TEXT:
Although measuring national policy containing the health care, social,
economic, and public security environment is difficult, the degree of
success in the health policy or strategy against the COVID-19 pandemic
can be simply assessed by the number of COVID-19 deaths.
Cheng C. et al. provided the
useful dataset composed of over 13,000 such policy announcements across
more than 195 countries for evaluating the effect of individual
policies1. Liang, L et al. indicated that the
government policy or strategy plays a key role in suppressing the number
of COVID-19 deaths2. Ferrante, L et al. emphasized
that the effective public health policy should be immediately executed
for mitigating the COVID-19 pandemic3. Therefore, the
dataset plays a key role in investigating the effect of individual
policies1,2,3.
The degree of success in individual policies can be simply examined by
the death toll from the worldometer.
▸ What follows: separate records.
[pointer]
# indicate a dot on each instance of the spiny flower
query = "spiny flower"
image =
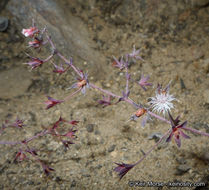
(141, 112)
(134, 54)
(176, 130)
(162, 102)
(82, 83)
(106, 101)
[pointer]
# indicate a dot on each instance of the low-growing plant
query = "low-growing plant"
(158, 106)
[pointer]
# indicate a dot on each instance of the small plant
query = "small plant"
(160, 104)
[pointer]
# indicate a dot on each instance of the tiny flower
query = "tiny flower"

COVID-19 data from the worldometer
obviously shows that the most successful public health policy against
COVID-19 has been implemented by Taiwan among many countries in the
world.
Although Taiwan (23.78 million population) is not included in G20,
Taiwan has a total population of 23.8 million with only 7 COVID-19
cumulative deaths as of Oct. 10 in 2020.
The worldometer as of Oct. 10 in 2020 shows the cumulative death toll
among G20: 218,637 in the United States (328.2 million), 42,679 in
UK(66.65 million), 32,583 in France (66.99 million), 23,225 in
Argentina(44.49 million), 897 in Australia (24.99 million), 149,692 in
Brazil(209.5 million), 9,585 in Canada (37.59 million), 4,634 in China
(1.44 billion), 229,543 in Europe (747.76 million), 9,687 in Germany
(83.8 million), 107,450 in India (1.38 billion), 11,677 in Indonesia
(274.3 million), 36,111 in Italy (60.4 million), 1,616 in Japan
(126.4 million), 83,096 in Mexico (129.2 million), 22,257 in
Russia (145.9 million), 996 in Saudi Arabia (34.9 million), 17,547 in
South Africa (59.5 million), 428 in South Korea (51.2 million), and
8,722 in Turkey (84.5 million) respectively.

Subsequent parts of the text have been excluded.